I used to think twat only meant idiot or twit, and to twat someone meant to hit them. I was probably mid-20s before I learnt it could mean anything else.

We had a teacher in the 6th form who objected to the boys using berk, "don't you know its origins?" (No, just thought it meant silly idiot.) I suspect none of the boys bothered looking it up, but I did and discovered it derived from rhyming slang for Berkshire Hunt. Never quite had the nerve to ask if he would have been okay with the boys using words like berk and cunt when we girls weren't around. (He was a bit of a sexist dinosaur, though.)

And then there was the teacher who objected to my suggestion of a colloquial version of "couldn't care less" as "couldn't give a toss," which I had never heard of in terms of masturbation.
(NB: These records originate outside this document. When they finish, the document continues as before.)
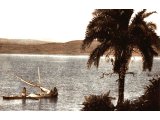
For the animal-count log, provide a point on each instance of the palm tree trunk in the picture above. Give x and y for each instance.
(121, 89)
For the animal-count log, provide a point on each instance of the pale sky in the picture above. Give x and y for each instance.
(51, 20)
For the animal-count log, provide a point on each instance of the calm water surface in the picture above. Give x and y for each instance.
(70, 75)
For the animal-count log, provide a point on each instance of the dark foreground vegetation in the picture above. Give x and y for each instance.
(149, 101)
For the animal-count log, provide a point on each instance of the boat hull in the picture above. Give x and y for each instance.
(29, 97)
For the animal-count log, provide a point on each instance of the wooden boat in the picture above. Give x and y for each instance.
(31, 96)
(45, 93)
(17, 97)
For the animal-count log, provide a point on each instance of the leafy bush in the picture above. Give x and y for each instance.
(149, 101)
(98, 103)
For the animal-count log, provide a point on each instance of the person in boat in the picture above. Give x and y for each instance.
(24, 92)
(51, 92)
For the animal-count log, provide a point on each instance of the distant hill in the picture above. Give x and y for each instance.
(27, 46)
(13, 46)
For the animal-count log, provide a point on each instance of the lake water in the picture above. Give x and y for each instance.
(71, 77)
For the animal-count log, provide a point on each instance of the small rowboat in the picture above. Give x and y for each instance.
(18, 97)
(45, 93)
(31, 96)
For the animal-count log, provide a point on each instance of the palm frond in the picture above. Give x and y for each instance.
(148, 14)
(152, 25)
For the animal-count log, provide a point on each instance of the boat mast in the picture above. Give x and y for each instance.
(39, 78)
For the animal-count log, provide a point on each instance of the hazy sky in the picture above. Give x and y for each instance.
(56, 20)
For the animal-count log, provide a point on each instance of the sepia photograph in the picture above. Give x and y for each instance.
(60, 57)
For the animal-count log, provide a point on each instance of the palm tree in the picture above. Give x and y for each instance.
(119, 35)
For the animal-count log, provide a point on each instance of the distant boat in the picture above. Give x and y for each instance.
(45, 93)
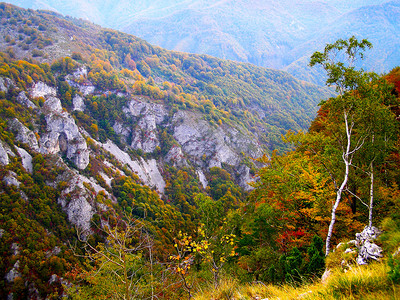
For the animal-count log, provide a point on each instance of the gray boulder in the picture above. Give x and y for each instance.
(3, 155)
(23, 134)
(367, 249)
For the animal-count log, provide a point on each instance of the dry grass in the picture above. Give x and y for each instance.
(360, 282)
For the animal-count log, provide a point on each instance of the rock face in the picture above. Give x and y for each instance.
(148, 116)
(5, 84)
(23, 99)
(147, 171)
(3, 155)
(196, 143)
(41, 89)
(176, 157)
(367, 249)
(23, 134)
(26, 159)
(63, 135)
(78, 103)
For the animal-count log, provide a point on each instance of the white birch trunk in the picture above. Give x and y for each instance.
(347, 162)
(371, 195)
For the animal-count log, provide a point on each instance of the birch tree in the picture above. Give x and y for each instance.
(354, 115)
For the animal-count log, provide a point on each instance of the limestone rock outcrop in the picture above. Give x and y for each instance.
(367, 249)
(23, 134)
(63, 135)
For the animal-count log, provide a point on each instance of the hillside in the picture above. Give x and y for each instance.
(131, 172)
(98, 124)
(270, 34)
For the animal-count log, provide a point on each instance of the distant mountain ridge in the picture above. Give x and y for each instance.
(266, 33)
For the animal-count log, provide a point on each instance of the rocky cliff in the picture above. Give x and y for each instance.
(197, 144)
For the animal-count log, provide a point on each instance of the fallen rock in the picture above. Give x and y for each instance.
(3, 155)
(23, 99)
(367, 249)
(40, 89)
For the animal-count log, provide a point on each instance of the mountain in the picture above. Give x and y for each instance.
(266, 33)
(379, 24)
(97, 124)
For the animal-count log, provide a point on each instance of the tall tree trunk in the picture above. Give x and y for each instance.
(371, 194)
(339, 192)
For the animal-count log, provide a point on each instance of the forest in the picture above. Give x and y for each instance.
(316, 187)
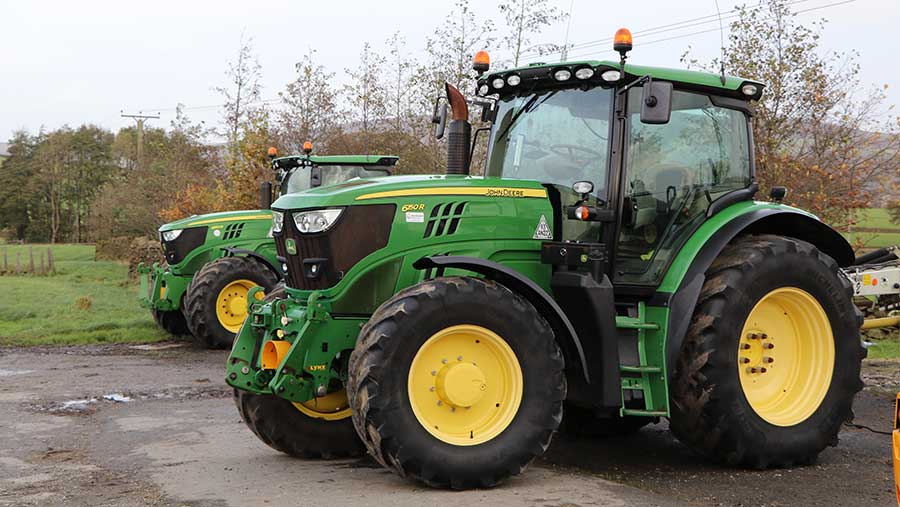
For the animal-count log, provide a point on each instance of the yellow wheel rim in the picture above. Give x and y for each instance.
(331, 407)
(465, 385)
(231, 304)
(786, 356)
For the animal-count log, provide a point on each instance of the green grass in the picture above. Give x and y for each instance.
(42, 310)
(885, 349)
(875, 218)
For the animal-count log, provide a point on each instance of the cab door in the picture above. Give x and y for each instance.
(672, 173)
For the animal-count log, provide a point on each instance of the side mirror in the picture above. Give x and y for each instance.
(583, 188)
(265, 195)
(656, 103)
(439, 119)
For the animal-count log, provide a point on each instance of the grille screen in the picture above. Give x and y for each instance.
(361, 230)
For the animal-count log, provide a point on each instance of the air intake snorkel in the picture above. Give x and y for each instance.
(459, 132)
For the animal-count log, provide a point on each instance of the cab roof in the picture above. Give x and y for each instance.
(689, 79)
(325, 160)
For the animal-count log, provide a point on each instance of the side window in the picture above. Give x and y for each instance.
(672, 173)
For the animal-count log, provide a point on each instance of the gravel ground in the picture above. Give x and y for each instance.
(118, 425)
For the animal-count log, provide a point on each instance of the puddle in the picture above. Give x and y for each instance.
(76, 405)
(10, 373)
(159, 347)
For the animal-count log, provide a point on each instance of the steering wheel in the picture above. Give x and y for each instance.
(570, 151)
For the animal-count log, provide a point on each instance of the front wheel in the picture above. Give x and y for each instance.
(456, 382)
(216, 301)
(770, 365)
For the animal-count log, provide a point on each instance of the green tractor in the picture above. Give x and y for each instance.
(611, 268)
(213, 260)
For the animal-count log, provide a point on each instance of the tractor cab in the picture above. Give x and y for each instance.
(587, 122)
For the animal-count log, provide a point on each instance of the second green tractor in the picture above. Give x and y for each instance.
(611, 268)
(213, 260)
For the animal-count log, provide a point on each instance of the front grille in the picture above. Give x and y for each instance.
(361, 230)
(185, 243)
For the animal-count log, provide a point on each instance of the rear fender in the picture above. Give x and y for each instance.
(781, 221)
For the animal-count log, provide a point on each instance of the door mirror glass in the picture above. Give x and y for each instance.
(656, 103)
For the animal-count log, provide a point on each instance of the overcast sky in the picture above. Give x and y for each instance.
(73, 62)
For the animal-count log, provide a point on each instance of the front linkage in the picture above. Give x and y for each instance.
(291, 349)
(161, 290)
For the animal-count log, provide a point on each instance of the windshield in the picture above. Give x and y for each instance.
(300, 178)
(554, 136)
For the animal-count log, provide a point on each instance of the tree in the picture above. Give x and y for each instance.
(816, 130)
(15, 196)
(365, 94)
(524, 19)
(309, 111)
(91, 166)
(242, 91)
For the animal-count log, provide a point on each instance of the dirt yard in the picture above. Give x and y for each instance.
(155, 425)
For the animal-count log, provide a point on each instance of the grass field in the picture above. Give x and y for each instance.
(85, 302)
(875, 218)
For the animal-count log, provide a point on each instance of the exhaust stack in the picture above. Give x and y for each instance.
(459, 132)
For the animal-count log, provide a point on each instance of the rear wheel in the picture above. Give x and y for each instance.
(771, 363)
(172, 322)
(318, 428)
(456, 382)
(216, 301)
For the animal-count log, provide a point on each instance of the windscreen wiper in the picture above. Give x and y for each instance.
(525, 108)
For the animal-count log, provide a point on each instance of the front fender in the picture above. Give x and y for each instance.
(532, 292)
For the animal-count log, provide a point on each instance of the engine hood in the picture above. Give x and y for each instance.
(392, 189)
(217, 219)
Learnt a lot more from them objecting to certain words and phrases than if they'do just ignored it and assumed I was as naive as I actually was.

HeyOverHere · 27/11/2016 20:40

Bigger is not an acceptable word to use in the US and Canada. I found that out 😂

It's fine over here as a noun! "I dropped my can and that bugger rolled all the way down the hill." "My nephew is the cutest little bugger."

ZbZb · 27/11/2016 22:46

Hey I was thinking bugger was never ok but I suspect it was because I was saying bugger off or something. Do you think it might be a regional thing?